After the lawsuit was reported, the junior minister for information technology Rajeev Chandrasekhar tweeted, that while “intermediaries” have the right to seek judicial review, they also have an obligation to follow the country’s rules.

The lawsuit is the first legal challenge by the social media giant to push back against the rules passed last year under which the government can order the removal of social media posts or videos that are hateful, deceptive, libelous or threaten the security of the state among various other grounds.

“The lawsuit by Twitter is significant because it has the potential to set important precedents for freedom of expression in India, particularly online freedom,” said Prateek Waghre, policy director with the Internet Freedom Foundation in New Delhi.

Citing the Lumen database, an American site that analyzes legal complaints and removal requests, he points out that a number of posts and accounts blocked over the past year were that of politicians, activists and journalists.

“There has been an increasing compliance burden on a lot of companies with the new IT (Information Technology) rules, so it was a matter of time before one of them took a more adversarial position,” Waghre told VOA.

Among the content that the social media giant was asked to remove over the last year were tweets relating to a massive protest by farmers and those critical of the government’s handling of the pandemic during a deadly second wave in the summer of 2021.

The new rules also make executives of internet companies liable to face criminal penalties if they do not comply with demands to take down posts or accounts.

The regulations have raised questions on internet freedom in India, where social media companies now have millions of users — Twitter is estimated to have more than 24 million users in the country.

The government defends the regulations saying they are necessary to combat online misinformation and says that social media companies must be accountable.

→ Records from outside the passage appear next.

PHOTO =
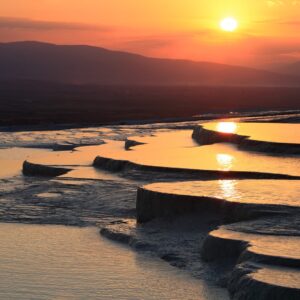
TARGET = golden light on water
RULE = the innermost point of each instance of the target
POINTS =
(225, 161)
(227, 127)
(228, 188)
(229, 24)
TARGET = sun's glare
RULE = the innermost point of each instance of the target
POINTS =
(229, 24)
(227, 127)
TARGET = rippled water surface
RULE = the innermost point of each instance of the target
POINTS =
(284, 192)
(269, 132)
(57, 262)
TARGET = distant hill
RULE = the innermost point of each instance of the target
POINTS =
(93, 65)
(290, 69)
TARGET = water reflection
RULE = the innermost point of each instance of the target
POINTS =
(225, 161)
(228, 189)
(227, 127)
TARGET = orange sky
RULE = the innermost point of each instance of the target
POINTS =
(268, 32)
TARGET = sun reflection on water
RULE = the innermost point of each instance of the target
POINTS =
(227, 127)
(225, 161)
(228, 189)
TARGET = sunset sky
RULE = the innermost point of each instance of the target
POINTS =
(268, 32)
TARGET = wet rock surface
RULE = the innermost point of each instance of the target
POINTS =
(256, 240)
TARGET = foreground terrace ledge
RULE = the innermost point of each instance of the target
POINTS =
(262, 137)
(267, 266)
(234, 200)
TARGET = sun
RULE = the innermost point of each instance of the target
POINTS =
(229, 24)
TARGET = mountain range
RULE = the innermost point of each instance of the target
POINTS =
(79, 64)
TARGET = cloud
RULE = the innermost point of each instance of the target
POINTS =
(29, 24)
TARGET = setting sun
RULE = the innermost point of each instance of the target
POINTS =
(229, 24)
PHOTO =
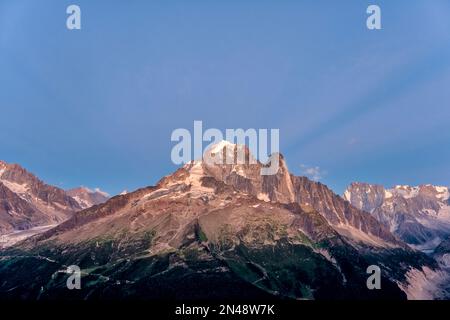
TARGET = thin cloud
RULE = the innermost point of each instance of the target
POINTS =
(314, 173)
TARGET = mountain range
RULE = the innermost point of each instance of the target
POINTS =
(27, 204)
(223, 231)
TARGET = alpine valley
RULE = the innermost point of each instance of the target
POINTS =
(225, 232)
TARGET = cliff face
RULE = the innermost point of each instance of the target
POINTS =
(28, 202)
(419, 215)
(216, 226)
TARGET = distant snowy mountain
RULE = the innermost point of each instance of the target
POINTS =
(86, 197)
(221, 226)
(418, 215)
(27, 202)
(29, 206)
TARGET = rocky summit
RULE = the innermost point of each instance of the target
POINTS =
(216, 232)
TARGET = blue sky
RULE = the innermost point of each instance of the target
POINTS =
(97, 106)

But critics have voiced concern about its growing intolerance of dissenting voices, whether online or otherwise.

According to a transparency report filed by Twitter from January to June 2021, India was among the top five countries that had demanded the removal of content — the others were Japan, Russia, Turkey and South Korea.

Internet freedom in India weakened for a fourth straight year, according to a 2021 country report on freedom on the net by Freedom House, a Washington-based research organization. It said India’s new law had imposed broad obligations on large social media companies to further moderate online content, undermine end-to-end encryption, and increased retention of personal data.

Twitter has had several brushes with the Indian government. In May, last year, the social media giant had expressed concern over freedom of expression in India days after police visited its offices in New Delhi and served a notice to the site after it labeled a tweet by the Bharatiya Janata Party, one of two major political parties in the country, as “manipulated media.” And in June last year, police in Uttar Pradesh state summoned the company’s top executive in India for failing to take down a viral video of alleged communal violence.